Un scénario « effet domino » est donc à redouter. Car, lorsque les salariés d’une entreprise se retrouvent sans emploi, c’est toute une chaine humaine et sociale qui se trouve déstabilisée : employés, prestataires, fournisseurs… Comment ne pas craindre, alors, une explosion du taux de chômage, qui ferait basculer encore davantage de millions de personnes dans une situation de précarité ?
Les Outremers sont parmi les territoires les plus pauvres de toute l’Union europeenne avec des taux de chômage et de pauvreté records. Le poids prépondérant du tourisme et de certains autres secteurs spécialisés aggravent plus encore qu’ailleurs tant le bilan social qu’économique de la crise du covid.
Les faits sont déjà devant nous, terribles ; la pandémie a déjà provoqué une flambée de la pauvreté partout en Europe. En Italie, plus de 3 millions de personnes ont eu recours à l’aide alimentaire en 2020. À Barcelone, le nombre de repas distribués par les banques alimentaires a été multiplié par 20, passant de 24 000 à 500 000. Les aides alimentaires ont aussi augmenté de 40% dans toute l’Espagne, où prêt d’un quart de la population a été contraint de diminuer ses dépenses sur les biens de première nécessité. De son côté, la France a franchi la barre des dix millions de pauvres en 2020, selon le Secours catholique qui lance un cri d’alarme.
Cette crise précarise encore davantage les personnes déjà fragiles. 74% des étudiants français se déclarent ainsi en difficulté financière, après la disparition de bon nombre des « petits boulots » habituellement prisés pour apporter un revenu permettant de s’alimenter ou payer son loyer.

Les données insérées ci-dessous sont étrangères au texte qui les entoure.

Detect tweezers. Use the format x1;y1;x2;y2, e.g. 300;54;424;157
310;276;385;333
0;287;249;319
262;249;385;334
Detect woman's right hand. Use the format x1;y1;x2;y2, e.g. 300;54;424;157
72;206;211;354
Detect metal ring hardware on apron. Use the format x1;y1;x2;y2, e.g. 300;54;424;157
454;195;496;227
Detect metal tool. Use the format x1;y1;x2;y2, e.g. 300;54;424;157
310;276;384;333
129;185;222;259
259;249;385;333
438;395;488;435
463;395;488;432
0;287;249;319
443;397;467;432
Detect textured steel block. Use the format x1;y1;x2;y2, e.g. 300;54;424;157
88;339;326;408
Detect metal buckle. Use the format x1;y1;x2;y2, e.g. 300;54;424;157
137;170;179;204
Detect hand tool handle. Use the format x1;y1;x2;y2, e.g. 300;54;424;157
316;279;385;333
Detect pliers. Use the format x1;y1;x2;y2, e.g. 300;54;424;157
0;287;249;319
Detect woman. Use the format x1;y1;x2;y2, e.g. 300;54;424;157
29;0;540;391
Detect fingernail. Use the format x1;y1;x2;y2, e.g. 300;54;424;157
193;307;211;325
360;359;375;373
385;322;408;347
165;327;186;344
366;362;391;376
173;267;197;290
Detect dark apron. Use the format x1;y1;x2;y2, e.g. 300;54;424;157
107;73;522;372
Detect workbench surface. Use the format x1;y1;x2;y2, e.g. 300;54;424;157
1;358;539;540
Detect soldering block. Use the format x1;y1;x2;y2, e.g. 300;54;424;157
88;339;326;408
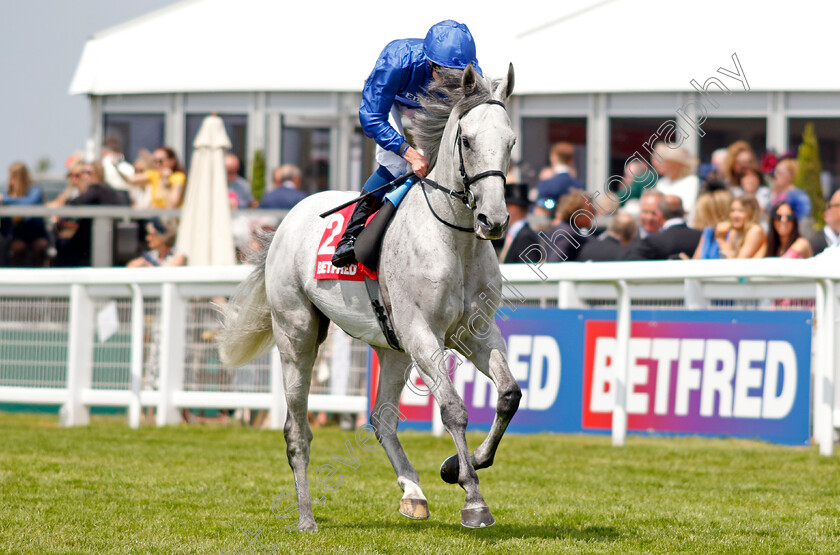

L’Union européenne doit proclamer l’état d’urgence sociale
La situation est grave. Il est grand temps d’agir. L’Union européenne doit enfin mettre la question sociale au coeur de son action. Elle doit protéger les emplois et les salaires, défendre nos industries, renforcer les droits des travailleurs, investir dans les services publics pour faire face à la crise, garantir les intérêts des artisans, des TPE et des PME. Elle se doit donner les moyens nécessaires à la protection des citoyennes et des citoyens, en faisant de l’intérêt général et du bien commun la boussole de sa sortie de crise. Bref, l’Union européenne doit rompre avec ce qu’elle était pour enfin être l’Union dont les peuples ont besoin.
En 2019, les députés européens ont proclamé l’état d’urgence climatique et environnementale, marquant les esprits sur la question écologique. Face à l’ampleur de la crise, la délégation France insoumise au Parlement européen estime aujourd’hui urgent d’engager la bifurcation pour protéger les citoyennes et les citoyens européens du chômage, de la précarité et de la misère.
Nous réclamons donc la mise en place de l’état d’urgence sociale dans l’Union européenne. Un acte fondateur indispensable pour enfin mettre la solidarité au cœur de la politique européenne.
Cette tribune a été traduite et reprise en espagnol sur Prensa Latina.